Some of you are old enough to remember how, years ago, many male gynecologists told their female patients, “There’s no such thing as PMS. It’s all in your head.” That was easy for them to say—they hadn’t experienced it themselves. And why pay attention to a bunch of women’s complaints? Yes, sexism was quite a big factor in preventing research into women’s health. Female patients managed not to leap out of their chairs and throttle their doctors for being so obtuse; and eventually, enough people figured out there might be something to this PMS stuff, that it might make sense to research it. Surprise, surprise—women weren’t nuts after all, and there werephysiological reasons for brain fog, mood swings, and cramps. Lesson learned: just because YOU haven’t experienced something doesn’t mean it doesn’t exist.

So, if you were to say to a doctor, “Boy, your last patient was really upset before leaving this exam room; I can feel it,” your physician might look at you funny, but if enough people made these kinds of observations, scientists might decide that sensing the emotional energy that remains in a room after a person has gone is worth studying. But then scientists would have to find someone willing to invest money in research that would provide the evidence that we’re not crazy when we say that emotional energy remains in a physical space after someone has become angry or scared, and that energy can be sensed by highly empathetic people. Why invest money in this research? What’s the payoff? Where’s the potential for a profitable pharmaceutical drug or procedure that would come out of it? Much of our scientific research is driven by the need for a financial payoff down the road, so there’s a lot we don’t study simply because there’s no money to be made from the potential findings.

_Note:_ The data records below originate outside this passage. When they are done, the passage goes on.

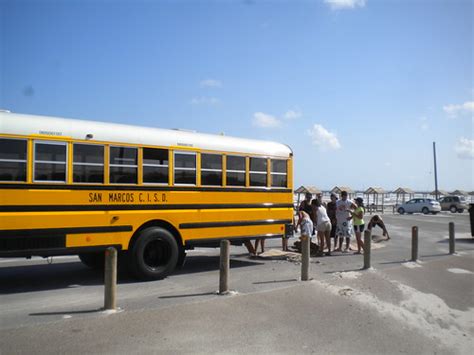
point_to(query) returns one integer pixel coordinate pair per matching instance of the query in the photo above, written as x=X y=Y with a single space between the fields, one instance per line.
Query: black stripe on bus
x=262 y=222
x=45 y=232
x=139 y=188
x=52 y=208
x=196 y=242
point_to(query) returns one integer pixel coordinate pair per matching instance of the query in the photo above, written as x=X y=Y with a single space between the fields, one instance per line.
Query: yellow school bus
x=77 y=187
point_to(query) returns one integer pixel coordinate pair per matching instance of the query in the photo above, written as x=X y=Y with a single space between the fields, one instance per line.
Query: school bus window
x=235 y=173
x=211 y=170
x=279 y=173
x=258 y=172
x=50 y=163
x=123 y=165
x=12 y=160
x=88 y=163
x=185 y=168
x=155 y=166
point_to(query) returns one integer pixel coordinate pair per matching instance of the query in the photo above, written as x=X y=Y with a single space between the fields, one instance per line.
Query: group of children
x=339 y=219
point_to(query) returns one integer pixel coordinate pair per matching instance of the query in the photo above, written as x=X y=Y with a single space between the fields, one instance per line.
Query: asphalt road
x=397 y=307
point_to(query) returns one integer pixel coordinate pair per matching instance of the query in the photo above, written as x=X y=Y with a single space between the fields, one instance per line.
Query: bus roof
x=20 y=124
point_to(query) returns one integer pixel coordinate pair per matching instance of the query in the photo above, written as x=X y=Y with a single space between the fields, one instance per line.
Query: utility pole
x=436 y=172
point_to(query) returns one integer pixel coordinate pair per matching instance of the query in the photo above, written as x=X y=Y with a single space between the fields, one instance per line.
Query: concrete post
x=224 y=265
x=367 y=248
x=414 y=243
x=110 y=279
x=305 y=249
x=452 y=241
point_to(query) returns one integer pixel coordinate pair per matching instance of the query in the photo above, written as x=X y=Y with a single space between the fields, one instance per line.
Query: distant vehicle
x=453 y=204
x=420 y=205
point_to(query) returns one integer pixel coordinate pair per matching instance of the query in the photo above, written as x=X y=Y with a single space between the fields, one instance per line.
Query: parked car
x=423 y=205
x=453 y=204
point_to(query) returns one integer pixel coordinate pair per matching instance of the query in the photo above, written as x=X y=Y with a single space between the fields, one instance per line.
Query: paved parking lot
x=413 y=303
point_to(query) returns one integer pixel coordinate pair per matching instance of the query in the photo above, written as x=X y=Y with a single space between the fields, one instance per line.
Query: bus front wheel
x=154 y=254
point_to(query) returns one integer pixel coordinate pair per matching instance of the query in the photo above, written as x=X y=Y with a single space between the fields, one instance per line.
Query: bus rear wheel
x=95 y=261
x=154 y=254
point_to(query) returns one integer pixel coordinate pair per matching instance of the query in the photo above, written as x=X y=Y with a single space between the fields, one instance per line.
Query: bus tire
x=95 y=261
x=154 y=254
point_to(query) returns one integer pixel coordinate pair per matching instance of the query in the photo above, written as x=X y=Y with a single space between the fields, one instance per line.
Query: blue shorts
x=359 y=228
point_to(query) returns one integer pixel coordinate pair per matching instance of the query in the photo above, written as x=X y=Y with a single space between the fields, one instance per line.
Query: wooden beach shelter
x=403 y=191
x=339 y=189
x=374 y=192
x=304 y=189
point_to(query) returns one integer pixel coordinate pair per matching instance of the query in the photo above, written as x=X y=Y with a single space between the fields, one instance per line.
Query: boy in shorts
x=344 y=228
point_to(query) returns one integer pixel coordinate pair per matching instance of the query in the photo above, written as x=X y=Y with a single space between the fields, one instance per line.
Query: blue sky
x=358 y=88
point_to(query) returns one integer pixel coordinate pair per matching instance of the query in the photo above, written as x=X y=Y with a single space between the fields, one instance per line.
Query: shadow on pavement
x=189 y=295
x=63 y=275
x=196 y=264
x=346 y=270
x=66 y=312
x=273 y=281
x=458 y=240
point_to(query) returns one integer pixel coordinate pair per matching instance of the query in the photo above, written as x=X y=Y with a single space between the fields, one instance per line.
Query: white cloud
x=465 y=148
x=344 y=4
x=203 y=100
x=455 y=110
x=424 y=126
x=292 y=114
x=324 y=139
x=264 y=120
x=211 y=83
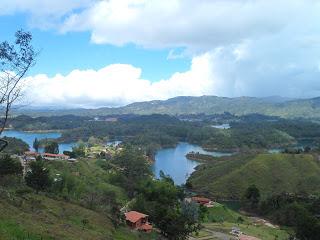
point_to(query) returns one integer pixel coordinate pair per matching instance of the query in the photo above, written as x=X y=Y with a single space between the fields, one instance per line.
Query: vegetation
x=9 y=166
x=273 y=106
x=270 y=173
x=164 y=203
x=51 y=147
x=38 y=176
x=15 y=146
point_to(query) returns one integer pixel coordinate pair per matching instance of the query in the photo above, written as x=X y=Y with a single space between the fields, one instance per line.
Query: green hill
x=272 y=106
x=271 y=173
x=78 y=212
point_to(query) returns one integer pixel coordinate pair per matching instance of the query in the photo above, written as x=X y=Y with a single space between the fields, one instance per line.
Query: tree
x=9 y=166
x=133 y=168
x=79 y=150
x=252 y=197
x=36 y=144
x=52 y=147
x=38 y=177
x=163 y=202
x=15 y=60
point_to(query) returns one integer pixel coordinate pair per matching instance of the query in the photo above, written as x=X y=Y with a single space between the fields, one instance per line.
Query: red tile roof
x=246 y=237
x=146 y=227
x=134 y=216
x=54 y=155
x=201 y=199
x=31 y=153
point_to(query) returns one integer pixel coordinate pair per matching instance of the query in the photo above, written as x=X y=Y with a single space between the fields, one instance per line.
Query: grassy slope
x=271 y=173
x=26 y=215
x=221 y=219
x=206 y=104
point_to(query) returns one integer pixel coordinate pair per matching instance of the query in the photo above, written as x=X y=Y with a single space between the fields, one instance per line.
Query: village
x=136 y=221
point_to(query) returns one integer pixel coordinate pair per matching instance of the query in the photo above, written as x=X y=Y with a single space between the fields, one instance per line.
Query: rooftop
x=134 y=216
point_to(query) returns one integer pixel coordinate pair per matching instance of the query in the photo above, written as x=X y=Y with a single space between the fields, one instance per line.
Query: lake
x=173 y=161
x=29 y=137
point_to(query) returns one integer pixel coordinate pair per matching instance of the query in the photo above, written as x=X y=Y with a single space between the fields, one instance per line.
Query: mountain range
x=270 y=106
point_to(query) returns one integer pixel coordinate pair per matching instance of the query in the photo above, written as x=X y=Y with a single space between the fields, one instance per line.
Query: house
x=246 y=237
x=202 y=200
x=51 y=156
x=138 y=221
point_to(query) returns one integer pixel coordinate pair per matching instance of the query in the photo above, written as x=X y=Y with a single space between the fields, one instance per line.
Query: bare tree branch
x=15 y=60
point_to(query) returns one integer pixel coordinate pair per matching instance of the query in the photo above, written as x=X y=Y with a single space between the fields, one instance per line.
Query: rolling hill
x=271 y=173
x=271 y=106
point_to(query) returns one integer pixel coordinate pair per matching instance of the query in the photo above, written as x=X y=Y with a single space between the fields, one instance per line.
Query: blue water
x=222 y=126
x=173 y=161
x=29 y=137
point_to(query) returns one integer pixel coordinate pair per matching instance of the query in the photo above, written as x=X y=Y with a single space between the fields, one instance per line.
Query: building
x=51 y=156
x=203 y=201
x=138 y=221
x=31 y=156
x=246 y=237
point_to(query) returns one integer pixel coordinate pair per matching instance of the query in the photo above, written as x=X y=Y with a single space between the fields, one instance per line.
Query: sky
x=95 y=53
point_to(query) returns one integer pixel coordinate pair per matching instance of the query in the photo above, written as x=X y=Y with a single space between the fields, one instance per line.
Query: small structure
x=30 y=156
x=236 y=232
x=51 y=156
x=202 y=201
x=246 y=237
x=138 y=221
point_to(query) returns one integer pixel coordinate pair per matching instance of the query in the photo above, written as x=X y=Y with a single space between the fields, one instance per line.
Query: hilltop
x=271 y=173
x=270 y=106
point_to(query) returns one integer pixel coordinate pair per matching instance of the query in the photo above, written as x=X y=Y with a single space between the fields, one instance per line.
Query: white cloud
x=116 y=84
x=238 y=47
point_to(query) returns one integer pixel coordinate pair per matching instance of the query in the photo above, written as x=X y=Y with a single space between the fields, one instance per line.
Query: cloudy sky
x=112 y=52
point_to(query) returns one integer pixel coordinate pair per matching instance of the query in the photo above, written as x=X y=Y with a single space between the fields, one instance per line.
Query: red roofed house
x=201 y=200
x=246 y=237
x=51 y=156
x=138 y=221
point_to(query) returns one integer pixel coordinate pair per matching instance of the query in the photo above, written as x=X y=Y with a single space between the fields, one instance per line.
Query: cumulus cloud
x=115 y=85
x=237 y=47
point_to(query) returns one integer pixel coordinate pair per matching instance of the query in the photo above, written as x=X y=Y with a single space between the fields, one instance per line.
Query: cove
x=29 y=137
x=173 y=161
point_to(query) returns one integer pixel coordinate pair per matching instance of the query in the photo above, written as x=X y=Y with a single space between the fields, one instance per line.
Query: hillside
x=271 y=106
x=271 y=173
x=75 y=212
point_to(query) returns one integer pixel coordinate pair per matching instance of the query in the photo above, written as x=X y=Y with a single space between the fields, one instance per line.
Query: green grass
x=25 y=215
x=259 y=231
x=271 y=173
x=221 y=213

These days, when research uncovers new discoveries, it may make the news or be posted on social media and websites, and it get around much more quickly than years ago. Even so, it takes, on average, seventeen yearsfor research to make its way into mainstream clinical practice. If your doctor tells you today about some health treatment that has lots of scientific evidence to back it up, chances are that the treatment was discovered back when DVDs were the latest thing.

So, while you may not have heard about neuropeptides, or the findings of the Intention Experiment, or Dr. Bruce Lipton’s groundbreaking work on cell function, these will be common knowledge to the next generation - the science behind the mind-body connection. Meanwhile, it’s nice to know that there’s some scientific evidence that our experiences as people who feel too much are real! Knowing that we actually are taking in more energy than others are helps us to recognize why we feel overwhelmed so often. The trick is to learn how to have control over our porous boundaries so that we can benefit from them without feeling that we need to curl up in a ball in a dark room with a nice box of chocolates.